Atheists don’t like this argument, but it is correct. The simple fact is that when anyone starts making statements about the meaning of life, the existence of God, or whether there is life after death, they are making statements of faith. You can’t prove, either by rational argument or by scientific investigation, what life is all about. Whether you are Christian or atheist, you share the same problem. It’s essential that you appreciate that it’s not just Christians that make these statements as a matter of faith. And because they make these statements as a matter of faith, they are just as vulnerable to doubt as anyone else—Christians included. We’re all in the same situation.
Let’s explore this a little further, by looking at two important issues: atheist arguments for the non-existence of God, and so-called “scientific atheism,” which holds that science disproves God’s existence. Both, as we shall discover, are hopeless overstatements of the real situation.
Atheist arguments against the existence of God
Atheists often tell Christians that their faith is infantile.
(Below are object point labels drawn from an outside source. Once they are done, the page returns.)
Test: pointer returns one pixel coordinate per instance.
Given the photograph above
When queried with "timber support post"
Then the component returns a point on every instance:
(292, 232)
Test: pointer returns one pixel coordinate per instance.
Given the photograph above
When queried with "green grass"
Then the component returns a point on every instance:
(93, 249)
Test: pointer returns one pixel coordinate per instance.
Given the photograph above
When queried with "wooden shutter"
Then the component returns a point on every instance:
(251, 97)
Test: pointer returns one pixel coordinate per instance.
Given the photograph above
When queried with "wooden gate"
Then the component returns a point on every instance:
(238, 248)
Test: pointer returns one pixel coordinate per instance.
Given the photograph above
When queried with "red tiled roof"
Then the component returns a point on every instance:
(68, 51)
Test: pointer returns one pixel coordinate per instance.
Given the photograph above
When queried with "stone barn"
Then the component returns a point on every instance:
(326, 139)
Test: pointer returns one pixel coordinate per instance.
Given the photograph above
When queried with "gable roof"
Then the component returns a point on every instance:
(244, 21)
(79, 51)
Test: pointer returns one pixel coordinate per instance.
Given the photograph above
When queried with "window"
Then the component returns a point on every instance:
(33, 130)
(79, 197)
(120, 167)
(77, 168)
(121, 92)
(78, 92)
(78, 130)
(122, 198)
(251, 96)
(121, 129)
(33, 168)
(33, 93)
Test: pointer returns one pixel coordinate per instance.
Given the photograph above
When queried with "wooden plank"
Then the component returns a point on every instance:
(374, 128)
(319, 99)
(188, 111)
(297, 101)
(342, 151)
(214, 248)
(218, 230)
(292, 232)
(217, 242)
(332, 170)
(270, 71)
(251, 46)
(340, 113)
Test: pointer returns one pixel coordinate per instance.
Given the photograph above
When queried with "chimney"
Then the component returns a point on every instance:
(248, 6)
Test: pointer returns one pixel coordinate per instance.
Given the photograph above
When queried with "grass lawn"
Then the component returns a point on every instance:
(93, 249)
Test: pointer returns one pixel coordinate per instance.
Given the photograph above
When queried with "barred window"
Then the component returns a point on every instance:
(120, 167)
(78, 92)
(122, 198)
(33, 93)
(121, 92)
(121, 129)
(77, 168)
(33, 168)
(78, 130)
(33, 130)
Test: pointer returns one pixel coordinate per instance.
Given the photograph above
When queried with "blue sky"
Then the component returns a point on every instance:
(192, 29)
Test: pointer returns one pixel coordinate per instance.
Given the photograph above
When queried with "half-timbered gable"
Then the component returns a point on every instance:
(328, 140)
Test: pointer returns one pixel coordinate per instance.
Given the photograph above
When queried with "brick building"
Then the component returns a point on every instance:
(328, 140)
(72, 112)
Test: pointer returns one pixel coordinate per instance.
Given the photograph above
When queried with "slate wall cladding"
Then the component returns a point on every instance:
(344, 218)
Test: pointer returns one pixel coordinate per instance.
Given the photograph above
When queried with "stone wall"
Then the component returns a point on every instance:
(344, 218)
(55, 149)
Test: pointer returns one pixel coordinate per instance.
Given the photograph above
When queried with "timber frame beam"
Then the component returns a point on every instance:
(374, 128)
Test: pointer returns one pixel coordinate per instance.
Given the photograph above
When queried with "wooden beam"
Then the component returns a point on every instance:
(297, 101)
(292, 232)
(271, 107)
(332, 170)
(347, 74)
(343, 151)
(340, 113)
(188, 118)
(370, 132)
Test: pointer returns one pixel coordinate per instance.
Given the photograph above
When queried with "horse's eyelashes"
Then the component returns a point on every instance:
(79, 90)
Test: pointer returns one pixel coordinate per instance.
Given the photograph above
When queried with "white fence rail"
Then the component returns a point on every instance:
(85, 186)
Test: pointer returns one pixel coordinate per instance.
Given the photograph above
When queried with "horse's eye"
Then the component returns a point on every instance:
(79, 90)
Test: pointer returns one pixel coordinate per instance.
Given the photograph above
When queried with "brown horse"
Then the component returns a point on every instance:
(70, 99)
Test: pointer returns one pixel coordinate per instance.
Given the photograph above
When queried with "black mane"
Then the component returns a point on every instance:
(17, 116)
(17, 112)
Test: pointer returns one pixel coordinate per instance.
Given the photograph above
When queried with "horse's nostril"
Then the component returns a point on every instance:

It’s just fine for the minds of impressionable young children, but laughable in the case of adults. We’ve grown up now, and need to move on. Why should we believe things that can’t be scientifically proved? Faith in God, many atheists argue, is just like believing in Santa Claus and the Tooth Fairy. When you grow up, you grow out of it. And if you don’t, then you are either mentally retarded or intellectually dishonest.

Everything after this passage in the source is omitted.